Pharmacy Benefit Managers (PBMs) have been in the news lately. PBMs manage drug benefits for insurers, self-insured employer health plans, Medicare Advantage plans and Medicare Part D. Recently executives from the three largest PBMs were hauled before Congress to discuss their business models. One reason for scrutiny is that the three largest PBMs control about 80% of the market.
PBMs also have their defenders. This from the Wall Street Journal:
Plan sponsors work with PBMs, despite having no obligation to do so, because they can reduce a plan’s drug costs by half. These savings translate to lower health-insurance premiums and better drug utilization.
A major issue is whether PBMs cause the price of drugs to rise as opposed to their stated goal of lowering drug costs for consumers and plan sponsors. PBMs have been accused in recent years of favoring larger rebates rather than negotiating lower prices. By agreeing to larger rebates drug makers could, in theory, raise prices in order to provide larger rebates.
Adam Fein of Drug Channels Institute examined data from a Texas law that requires PBMs to disclose how much they take in in rebates and how much they pass on to plan sponsors or use to lower consumers drug bills. This from Dr. Fein:
Our analyses of new Texas-mandated PBM disclosures reveal that plan sponsors receive most of the rebates, fees, and other payments from manufacturers. However, PBMs retain an unexpectedly large share of these payments—while the patients whose prescriptions generated these funds get almost nothing.
In other words, plans spread around manufacturers’ rebates and fees to offset premiums for all beneficiaries, rather than lower out-of-pocket costs for drugs that plans buy at a discounted price. Perhaps Congress will someday get around to corralling these funds.

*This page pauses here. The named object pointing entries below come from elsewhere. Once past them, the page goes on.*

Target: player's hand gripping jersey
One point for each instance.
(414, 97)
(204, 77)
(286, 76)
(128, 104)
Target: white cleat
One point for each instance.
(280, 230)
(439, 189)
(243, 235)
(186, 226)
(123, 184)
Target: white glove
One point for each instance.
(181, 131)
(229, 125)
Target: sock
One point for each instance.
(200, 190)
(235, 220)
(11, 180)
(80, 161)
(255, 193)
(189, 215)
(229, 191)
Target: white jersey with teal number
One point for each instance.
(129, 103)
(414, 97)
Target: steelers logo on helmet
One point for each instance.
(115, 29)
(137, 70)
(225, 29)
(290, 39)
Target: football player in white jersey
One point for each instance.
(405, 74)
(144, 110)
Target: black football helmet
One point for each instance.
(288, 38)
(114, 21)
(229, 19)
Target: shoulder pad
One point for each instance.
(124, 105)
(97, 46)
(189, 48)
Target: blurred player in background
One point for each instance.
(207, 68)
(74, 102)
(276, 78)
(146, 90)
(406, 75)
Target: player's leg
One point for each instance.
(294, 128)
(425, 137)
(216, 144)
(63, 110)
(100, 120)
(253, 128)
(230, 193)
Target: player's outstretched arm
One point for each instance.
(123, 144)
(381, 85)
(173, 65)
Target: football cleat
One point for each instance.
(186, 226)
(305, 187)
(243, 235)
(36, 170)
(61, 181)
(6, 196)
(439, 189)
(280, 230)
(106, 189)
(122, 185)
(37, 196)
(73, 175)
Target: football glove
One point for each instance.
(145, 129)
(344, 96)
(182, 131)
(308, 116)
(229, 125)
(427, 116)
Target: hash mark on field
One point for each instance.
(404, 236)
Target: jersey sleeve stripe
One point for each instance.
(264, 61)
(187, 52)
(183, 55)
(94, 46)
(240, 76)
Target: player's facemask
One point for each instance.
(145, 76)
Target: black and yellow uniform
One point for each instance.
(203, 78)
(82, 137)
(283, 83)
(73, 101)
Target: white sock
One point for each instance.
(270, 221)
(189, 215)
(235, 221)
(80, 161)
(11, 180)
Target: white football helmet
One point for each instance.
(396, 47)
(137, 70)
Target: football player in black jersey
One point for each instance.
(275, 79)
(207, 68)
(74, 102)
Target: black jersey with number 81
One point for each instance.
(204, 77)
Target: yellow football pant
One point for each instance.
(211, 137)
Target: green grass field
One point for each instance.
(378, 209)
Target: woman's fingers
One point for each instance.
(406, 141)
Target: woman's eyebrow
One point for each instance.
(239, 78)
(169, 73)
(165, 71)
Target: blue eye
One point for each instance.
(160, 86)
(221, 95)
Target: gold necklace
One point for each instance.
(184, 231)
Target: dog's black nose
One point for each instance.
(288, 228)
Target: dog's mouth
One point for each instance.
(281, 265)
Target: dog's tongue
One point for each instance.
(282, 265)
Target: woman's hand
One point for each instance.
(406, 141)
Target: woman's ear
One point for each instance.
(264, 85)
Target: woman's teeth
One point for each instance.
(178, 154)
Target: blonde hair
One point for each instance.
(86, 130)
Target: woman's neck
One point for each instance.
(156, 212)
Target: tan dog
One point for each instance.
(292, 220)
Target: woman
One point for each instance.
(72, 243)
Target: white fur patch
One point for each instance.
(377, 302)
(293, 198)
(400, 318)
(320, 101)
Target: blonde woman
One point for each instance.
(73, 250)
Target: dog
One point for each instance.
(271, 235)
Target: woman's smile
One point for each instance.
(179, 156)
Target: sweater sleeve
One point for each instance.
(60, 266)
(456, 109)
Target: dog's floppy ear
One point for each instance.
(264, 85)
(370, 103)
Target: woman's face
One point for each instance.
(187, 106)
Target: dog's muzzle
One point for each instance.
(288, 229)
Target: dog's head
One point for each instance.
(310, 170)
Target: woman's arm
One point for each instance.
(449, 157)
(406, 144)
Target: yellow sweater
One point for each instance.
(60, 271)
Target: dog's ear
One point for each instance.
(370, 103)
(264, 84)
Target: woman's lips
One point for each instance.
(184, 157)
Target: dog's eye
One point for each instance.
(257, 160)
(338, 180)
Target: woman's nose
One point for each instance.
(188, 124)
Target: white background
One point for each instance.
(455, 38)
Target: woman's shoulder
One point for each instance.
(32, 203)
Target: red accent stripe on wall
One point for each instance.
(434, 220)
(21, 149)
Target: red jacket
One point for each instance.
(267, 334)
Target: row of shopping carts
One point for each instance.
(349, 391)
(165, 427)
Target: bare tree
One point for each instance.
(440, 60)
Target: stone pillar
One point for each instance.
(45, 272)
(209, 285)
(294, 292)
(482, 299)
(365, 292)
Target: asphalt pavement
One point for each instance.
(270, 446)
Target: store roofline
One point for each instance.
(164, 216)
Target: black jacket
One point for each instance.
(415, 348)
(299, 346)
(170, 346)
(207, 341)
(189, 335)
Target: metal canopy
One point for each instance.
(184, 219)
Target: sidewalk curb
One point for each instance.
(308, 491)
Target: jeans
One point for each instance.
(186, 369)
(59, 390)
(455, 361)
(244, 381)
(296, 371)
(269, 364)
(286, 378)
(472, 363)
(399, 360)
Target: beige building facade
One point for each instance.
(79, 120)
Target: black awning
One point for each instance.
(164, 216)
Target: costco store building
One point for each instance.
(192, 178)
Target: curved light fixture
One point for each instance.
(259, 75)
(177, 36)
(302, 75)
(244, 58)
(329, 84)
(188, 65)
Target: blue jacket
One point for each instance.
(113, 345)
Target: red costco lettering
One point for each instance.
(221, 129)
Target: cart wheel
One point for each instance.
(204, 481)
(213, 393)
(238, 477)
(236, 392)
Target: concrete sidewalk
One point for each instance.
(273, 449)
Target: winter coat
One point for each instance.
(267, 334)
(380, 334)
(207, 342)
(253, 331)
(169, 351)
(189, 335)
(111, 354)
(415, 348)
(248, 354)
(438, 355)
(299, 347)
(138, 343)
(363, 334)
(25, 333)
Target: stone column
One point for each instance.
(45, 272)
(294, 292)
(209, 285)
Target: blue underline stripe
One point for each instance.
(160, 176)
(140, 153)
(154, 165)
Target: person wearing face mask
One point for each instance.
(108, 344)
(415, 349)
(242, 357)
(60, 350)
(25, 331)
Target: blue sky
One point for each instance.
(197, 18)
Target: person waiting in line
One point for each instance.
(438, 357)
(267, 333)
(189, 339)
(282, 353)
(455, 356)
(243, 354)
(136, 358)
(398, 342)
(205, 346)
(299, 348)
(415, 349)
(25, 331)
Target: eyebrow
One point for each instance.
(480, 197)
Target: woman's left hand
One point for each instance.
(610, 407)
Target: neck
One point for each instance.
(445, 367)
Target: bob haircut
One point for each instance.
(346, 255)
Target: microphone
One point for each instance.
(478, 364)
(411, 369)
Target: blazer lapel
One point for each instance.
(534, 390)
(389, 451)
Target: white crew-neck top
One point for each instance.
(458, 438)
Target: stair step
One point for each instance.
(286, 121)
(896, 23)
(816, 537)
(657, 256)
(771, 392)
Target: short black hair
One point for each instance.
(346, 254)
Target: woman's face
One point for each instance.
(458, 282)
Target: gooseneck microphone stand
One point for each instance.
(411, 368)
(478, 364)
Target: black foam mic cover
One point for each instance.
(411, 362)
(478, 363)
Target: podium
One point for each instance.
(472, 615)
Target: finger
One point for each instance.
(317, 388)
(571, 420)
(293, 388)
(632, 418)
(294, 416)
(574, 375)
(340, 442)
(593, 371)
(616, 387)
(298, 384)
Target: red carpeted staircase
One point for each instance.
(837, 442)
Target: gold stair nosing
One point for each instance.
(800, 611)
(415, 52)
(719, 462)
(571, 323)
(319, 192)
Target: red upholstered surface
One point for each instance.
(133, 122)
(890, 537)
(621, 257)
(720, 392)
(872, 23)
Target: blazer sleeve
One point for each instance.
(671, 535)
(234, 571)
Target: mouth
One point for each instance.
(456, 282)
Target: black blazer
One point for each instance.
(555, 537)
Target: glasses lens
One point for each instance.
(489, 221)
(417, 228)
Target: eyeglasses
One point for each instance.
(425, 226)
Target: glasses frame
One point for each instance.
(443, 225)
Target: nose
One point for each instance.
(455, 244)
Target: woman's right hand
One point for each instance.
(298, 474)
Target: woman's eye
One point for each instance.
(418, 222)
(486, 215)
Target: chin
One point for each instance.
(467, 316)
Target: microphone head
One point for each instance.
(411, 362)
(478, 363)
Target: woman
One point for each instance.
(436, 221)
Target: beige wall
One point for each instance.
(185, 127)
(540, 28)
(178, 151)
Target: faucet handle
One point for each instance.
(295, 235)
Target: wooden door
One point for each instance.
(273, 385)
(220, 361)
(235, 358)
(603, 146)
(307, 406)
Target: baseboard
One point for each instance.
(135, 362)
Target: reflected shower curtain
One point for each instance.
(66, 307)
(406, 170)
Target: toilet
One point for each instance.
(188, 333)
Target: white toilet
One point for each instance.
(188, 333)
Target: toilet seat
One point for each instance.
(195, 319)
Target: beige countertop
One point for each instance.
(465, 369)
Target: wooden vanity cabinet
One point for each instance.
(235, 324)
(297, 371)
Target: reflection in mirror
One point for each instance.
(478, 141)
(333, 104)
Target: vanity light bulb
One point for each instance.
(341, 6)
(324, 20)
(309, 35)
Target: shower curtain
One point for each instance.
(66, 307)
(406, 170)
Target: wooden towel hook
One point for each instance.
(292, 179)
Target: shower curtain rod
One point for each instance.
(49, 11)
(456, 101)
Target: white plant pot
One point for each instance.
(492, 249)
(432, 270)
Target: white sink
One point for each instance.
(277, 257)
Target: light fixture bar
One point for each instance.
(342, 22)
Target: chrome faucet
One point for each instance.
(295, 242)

Drug rebates can be used to compensate PBMs for managing drug benefits. Drug rebates can be passed on to plan sponsors, who compensates the PBM with a management fee. Or plan sponsors can use some combination of management fees and rebates to compensate PBMs for managing drug benefits. Drug rebates can also be used to lower consumers drug costs, but that isn’t necessarily how many drug plans operate. How rebates are used is a contentious issue for critics of PBMs. Plan sponsors often use the rebates to keep premiums lower, while consumers who take prescription drugs are charged prices based on the list price of the drug rather than the net price after rebate.
For instance, data from Drug Channels Institute found:
- In 2016 93% of rebates were passed to plans sponsors.
- In 2017 and 2018 91% were accrued to sponsors.
- In 2019 and 2020 77% and 79% respectively went to sponsors.
- In 2021 87% went to plan sponsors.
The data shows rebates are not pocketed by PBMs. Rather, rebates largely pass through to the health plan who uses them to make premiums lower for all enrollees.
Drug plan design is a function of the goals of plan sponsors (health plans) and to some degree the market power of the PBM. In my opinion drug plan design is often used as a rationing mechanism by health plans. Healthy people shop for health plans based on premiums. Sick people shop for health plans based on benefits. Being unable to underwrite for risk, health plans use higher deductibles, higher copays and higher coinsurance to penalize those with chronic conditions. It would make little sense for a health plan to compete for enrollees by offering the cheapest drugs for patients whose conditions are likely to make them unprofitable customers.